It means that there was a time when everybody in the human population had that allele and its been reducing in frequency over time because the other alleles have some advantage. So when we look today at things that make you susceptible to long-term chronic diseases like Alzheimers and Type 2 diabetes a lot of those alleles are the ancestral forms. Ancient people just were not well adapted to today's circumstances. And the alleles aren't gone, they have been reducing but they are still here and they are causing what we consider to be problems although 50,000 years ago they weren't problems, people lived a different lifestyle.This is a great point to make, and actually represents the flip side of usual way of thinking. Instead of viewing a novel alleles that is increasing in frequency as advantageous, we can think of the old (ancestral) allele as disadvantageous in the new circumstances.
Sometimes people think that our ancestral forms "work just fine", until some new mutation comes along that works better, somewhat like a new car model replacing an old but effective one. In this view, humans are "perfecting themselves" by acquiring new and better abilities.
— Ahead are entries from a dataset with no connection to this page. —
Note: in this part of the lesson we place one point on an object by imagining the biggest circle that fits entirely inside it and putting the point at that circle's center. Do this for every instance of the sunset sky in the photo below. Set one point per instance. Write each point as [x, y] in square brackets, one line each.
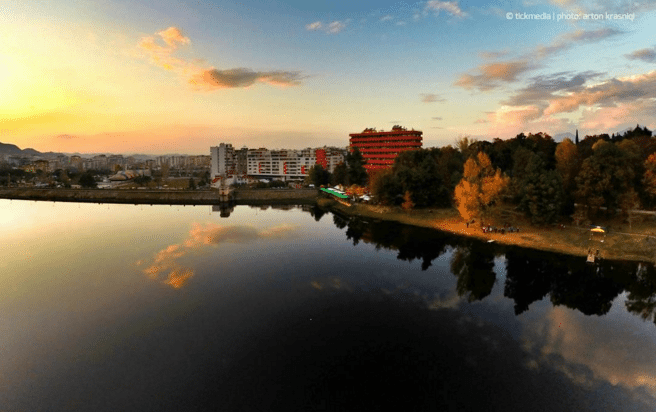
[179, 77]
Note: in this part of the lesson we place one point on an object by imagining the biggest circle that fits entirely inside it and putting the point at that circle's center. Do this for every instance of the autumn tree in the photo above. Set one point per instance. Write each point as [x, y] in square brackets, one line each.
[649, 177]
[480, 189]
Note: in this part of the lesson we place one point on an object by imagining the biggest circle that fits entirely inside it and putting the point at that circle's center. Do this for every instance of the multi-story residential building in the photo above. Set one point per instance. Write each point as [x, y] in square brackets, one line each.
[380, 148]
[223, 161]
[260, 163]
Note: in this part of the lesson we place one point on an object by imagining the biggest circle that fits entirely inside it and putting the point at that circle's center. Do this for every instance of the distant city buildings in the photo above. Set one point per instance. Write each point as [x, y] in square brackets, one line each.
[380, 148]
[285, 164]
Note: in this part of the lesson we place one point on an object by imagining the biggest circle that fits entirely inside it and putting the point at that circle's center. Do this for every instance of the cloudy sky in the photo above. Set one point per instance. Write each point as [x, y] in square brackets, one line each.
[173, 76]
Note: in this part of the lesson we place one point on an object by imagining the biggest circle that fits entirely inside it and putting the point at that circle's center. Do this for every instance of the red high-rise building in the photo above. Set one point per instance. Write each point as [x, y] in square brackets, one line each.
[380, 148]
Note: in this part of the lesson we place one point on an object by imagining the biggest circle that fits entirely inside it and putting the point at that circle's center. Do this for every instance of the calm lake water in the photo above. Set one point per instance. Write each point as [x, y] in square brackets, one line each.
[171, 308]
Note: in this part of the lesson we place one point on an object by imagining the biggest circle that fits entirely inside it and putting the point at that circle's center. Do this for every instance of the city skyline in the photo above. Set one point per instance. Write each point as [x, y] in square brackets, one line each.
[135, 77]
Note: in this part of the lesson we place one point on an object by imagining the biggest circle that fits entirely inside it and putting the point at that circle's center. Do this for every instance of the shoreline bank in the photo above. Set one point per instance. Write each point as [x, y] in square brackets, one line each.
[569, 240]
[166, 197]
[574, 241]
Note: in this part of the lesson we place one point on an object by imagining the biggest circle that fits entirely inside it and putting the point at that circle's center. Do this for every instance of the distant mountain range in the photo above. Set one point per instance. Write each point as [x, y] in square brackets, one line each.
[13, 150]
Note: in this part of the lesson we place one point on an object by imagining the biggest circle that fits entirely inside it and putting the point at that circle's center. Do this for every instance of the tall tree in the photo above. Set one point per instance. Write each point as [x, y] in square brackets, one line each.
[357, 174]
[604, 177]
[541, 192]
[480, 188]
[340, 174]
[417, 172]
[649, 177]
[568, 164]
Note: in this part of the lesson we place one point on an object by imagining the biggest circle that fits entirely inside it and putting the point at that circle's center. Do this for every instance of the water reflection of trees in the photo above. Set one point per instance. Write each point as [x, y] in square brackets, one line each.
[473, 264]
[531, 275]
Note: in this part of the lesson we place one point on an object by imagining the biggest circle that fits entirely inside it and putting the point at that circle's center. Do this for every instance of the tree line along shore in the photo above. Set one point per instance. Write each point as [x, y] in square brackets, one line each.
[569, 239]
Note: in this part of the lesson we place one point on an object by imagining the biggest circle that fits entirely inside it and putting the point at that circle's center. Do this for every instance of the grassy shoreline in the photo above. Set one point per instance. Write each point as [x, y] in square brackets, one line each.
[569, 240]
[640, 245]
[179, 197]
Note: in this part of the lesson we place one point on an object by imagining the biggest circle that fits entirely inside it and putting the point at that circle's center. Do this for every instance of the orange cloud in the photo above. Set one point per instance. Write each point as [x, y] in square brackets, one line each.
[596, 345]
[167, 259]
[212, 79]
[208, 78]
[172, 36]
[609, 93]
[492, 74]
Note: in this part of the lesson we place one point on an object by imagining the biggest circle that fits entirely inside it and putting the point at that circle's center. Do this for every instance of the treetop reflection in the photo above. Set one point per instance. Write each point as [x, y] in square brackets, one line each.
[531, 275]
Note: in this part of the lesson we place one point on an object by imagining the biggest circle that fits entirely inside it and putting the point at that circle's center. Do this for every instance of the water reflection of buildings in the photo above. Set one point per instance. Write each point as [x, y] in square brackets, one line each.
[224, 209]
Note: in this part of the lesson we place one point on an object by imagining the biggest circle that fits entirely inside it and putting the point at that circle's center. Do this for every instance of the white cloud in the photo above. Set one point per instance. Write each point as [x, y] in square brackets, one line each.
[314, 26]
[336, 27]
[450, 7]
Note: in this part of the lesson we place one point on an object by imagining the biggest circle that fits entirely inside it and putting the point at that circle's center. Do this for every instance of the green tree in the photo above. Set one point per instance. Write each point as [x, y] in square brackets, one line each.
[357, 174]
[604, 177]
[649, 177]
[386, 187]
[541, 193]
[340, 174]
[418, 173]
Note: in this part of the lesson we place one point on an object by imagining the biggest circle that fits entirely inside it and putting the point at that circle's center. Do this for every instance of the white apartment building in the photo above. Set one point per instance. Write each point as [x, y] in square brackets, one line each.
[223, 161]
[263, 163]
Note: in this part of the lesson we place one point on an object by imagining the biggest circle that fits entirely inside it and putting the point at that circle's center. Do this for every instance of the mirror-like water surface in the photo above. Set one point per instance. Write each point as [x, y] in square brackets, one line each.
[123, 307]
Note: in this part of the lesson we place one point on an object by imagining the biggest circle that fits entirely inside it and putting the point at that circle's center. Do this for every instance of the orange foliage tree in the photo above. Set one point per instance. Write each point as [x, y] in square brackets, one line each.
[480, 188]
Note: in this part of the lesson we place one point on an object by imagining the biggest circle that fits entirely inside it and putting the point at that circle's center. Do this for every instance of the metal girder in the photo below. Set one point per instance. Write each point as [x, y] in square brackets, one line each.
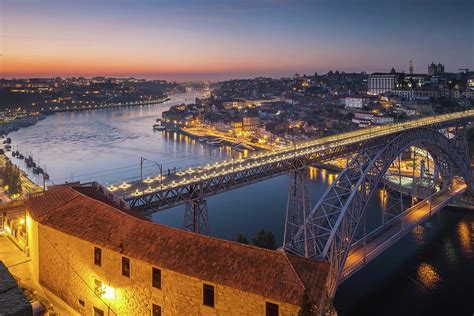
[148, 203]
[215, 184]
[196, 218]
[333, 221]
[297, 208]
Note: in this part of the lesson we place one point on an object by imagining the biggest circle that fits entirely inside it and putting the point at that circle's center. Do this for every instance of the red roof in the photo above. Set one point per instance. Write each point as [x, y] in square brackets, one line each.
[272, 274]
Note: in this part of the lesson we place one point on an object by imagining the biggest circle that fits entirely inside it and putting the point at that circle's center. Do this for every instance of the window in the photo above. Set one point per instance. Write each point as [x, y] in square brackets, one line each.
[98, 312]
[156, 278]
[208, 295]
[98, 287]
[126, 267]
[156, 311]
[271, 309]
[97, 256]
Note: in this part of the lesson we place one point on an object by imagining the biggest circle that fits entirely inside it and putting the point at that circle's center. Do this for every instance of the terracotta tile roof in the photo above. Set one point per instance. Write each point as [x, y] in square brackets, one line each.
[272, 274]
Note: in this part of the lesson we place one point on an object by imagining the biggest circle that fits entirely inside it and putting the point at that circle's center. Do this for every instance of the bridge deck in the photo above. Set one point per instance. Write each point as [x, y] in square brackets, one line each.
[179, 187]
[382, 238]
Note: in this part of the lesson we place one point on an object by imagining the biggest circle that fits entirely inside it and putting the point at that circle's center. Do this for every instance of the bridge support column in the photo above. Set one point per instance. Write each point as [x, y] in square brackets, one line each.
[195, 217]
[296, 211]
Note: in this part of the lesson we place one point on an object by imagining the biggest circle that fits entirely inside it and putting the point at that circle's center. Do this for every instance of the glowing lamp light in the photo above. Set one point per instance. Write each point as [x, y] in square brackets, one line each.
[108, 292]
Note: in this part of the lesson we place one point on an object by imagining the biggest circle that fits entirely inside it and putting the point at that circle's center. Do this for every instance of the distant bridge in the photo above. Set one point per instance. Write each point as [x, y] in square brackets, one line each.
[333, 230]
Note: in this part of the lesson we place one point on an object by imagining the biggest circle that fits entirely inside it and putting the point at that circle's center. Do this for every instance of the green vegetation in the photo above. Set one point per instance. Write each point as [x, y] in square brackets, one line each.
[263, 239]
[10, 176]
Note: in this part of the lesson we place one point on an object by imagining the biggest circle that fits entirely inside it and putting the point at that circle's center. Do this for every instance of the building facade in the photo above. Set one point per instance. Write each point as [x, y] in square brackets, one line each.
[379, 83]
[102, 261]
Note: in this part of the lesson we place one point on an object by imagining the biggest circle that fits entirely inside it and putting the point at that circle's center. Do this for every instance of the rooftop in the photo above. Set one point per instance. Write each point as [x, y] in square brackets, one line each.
[272, 274]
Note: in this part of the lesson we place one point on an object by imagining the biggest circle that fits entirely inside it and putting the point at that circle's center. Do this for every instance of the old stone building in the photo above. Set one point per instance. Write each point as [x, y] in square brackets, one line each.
[101, 260]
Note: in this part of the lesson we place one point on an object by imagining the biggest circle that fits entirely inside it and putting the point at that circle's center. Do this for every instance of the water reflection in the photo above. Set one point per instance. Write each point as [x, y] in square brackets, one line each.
[428, 276]
[465, 234]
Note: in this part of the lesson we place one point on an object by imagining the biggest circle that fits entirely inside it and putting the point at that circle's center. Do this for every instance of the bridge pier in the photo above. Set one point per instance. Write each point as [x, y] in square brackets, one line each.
[297, 208]
[195, 217]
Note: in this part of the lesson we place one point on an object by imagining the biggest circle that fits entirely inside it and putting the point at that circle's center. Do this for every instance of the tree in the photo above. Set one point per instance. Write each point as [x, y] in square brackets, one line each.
[264, 239]
[242, 239]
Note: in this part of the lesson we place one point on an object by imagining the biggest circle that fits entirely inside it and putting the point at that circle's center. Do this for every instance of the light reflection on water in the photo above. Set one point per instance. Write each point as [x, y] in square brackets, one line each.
[466, 237]
[428, 276]
[93, 141]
But, evolution doesn't work that way. Some of the new alleles favored by recent evolution could have arisen several times in the past in earlier Homo or even more distant ancestors. But, selection did not favor them then because the circumstances weren't right.
John also talks about why Neanderthals may have been the source for FOXP2 in humans:
It seems to me we've got a 50/50 chance that it originated in modern humans and was passed to Neanderthals.and:
If it came from Neanderthals we would have to propose that FOXP2 arose about 100,000 years ago when modern humans and Neanderthals were in contact in the Near East. The key is that if FOXP2 is more recently fixed than the common ancestor of humans and Neanderthals who lived 300,000 or 400,000 years ago, then it had to be transferred in one direction or the other. Given that it's there in several Neanderthal specimens and it's globally dispersed in humans, this transfer, if it happened, had to happen early enough for FOXP2 to get to where it was. So I'm thinking in the time frame of 100,000 years ago, but I'm waiting to see a date.
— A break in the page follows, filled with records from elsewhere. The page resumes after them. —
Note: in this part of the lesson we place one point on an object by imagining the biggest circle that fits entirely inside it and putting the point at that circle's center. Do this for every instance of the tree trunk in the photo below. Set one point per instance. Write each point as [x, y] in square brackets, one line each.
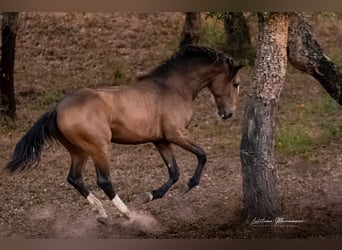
[305, 54]
[191, 30]
[260, 196]
[8, 27]
[238, 39]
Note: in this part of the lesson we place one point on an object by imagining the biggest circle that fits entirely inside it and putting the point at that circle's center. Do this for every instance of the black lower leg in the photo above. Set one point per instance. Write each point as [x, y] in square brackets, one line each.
[105, 183]
[195, 179]
[77, 182]
[173, 178]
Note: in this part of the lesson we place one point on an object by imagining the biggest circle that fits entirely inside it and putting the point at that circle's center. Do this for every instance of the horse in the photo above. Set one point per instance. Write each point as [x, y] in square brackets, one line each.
[156, 108]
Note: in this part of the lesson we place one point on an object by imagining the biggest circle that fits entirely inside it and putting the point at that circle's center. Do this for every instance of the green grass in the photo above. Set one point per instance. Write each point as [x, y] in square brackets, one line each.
[304, 126]
[50, 97]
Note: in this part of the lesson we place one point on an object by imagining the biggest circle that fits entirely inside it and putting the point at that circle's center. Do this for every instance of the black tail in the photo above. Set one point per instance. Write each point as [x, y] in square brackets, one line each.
[28, 149]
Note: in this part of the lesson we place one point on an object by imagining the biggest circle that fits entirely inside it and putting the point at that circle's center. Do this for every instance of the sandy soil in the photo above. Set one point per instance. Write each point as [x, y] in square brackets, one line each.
[58, 52]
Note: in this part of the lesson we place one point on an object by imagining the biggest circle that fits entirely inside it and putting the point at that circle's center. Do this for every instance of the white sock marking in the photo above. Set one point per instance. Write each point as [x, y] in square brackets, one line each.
[120, 205]
[97, 204]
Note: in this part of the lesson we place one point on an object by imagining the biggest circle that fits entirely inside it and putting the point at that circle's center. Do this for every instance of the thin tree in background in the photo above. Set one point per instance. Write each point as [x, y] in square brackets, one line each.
[191, 30]
[306, 54]
[7, 97]
[260, 195]
[238, 38]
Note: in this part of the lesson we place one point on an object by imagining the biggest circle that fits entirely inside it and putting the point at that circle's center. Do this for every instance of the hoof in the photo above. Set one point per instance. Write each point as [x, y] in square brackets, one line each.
[102, 220]
[184, 188]
[147, 197]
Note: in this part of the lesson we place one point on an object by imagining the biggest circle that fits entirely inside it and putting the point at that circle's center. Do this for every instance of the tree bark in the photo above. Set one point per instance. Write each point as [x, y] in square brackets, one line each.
[305, 54]
[7, 97]
[238, 39]
[191, 30]
[260, 195]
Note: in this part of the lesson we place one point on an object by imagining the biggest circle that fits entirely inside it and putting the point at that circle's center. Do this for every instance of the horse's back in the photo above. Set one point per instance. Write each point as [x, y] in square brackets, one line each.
[82, 117]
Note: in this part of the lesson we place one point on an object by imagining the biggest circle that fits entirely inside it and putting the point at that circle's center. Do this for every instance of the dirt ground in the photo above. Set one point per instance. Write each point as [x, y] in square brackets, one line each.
[59, 52]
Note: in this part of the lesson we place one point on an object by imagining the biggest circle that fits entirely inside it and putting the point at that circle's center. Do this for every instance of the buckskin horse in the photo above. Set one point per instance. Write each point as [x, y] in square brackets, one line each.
[156, 108]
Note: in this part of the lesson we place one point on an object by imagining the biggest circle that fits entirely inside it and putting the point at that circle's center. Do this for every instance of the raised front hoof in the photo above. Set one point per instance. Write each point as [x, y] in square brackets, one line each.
[147, 197]
[184, 188]
[102, 220]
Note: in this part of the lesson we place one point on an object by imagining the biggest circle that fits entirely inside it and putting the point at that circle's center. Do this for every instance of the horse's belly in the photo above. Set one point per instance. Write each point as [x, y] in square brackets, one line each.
[137, 135]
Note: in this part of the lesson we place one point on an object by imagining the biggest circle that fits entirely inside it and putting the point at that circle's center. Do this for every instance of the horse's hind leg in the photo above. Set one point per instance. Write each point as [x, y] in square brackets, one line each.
[184, 141]
[78, 161]
[166, 153]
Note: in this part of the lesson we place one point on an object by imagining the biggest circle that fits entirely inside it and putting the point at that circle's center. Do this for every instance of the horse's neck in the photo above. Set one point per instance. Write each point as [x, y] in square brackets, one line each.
[189, 83]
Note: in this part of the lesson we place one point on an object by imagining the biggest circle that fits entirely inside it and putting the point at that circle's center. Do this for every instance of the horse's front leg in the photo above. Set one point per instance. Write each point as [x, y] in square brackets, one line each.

If I were to meet somebody who lived 50,000 years ago, how would that person be different from me?
Well number one, somebody from 50,000 years ago who was transported to today in a time machine would probably be dead within two years from some infectious disease. That's the number one difference, we have resistance to all kinds of diseases that have emerged during the process of civilization that never existed before. The smallpox that killed many of the Native Americans, the susceptibility was there for genetic reasons. There would be some digestive changes. When we look at the diversity among people in the world to day in terms of Type 2 diabetes, and obesity susceptibility, some of those differences are going to be explained by recently selected genes that have to do with diet. I suspect there would be some behavioral changes. We're looking at a large category of genes that effect the central nervous system, we don't know what they do but I can expect there must be some behavioral differences that have influenced human populations across the last 50,000 years.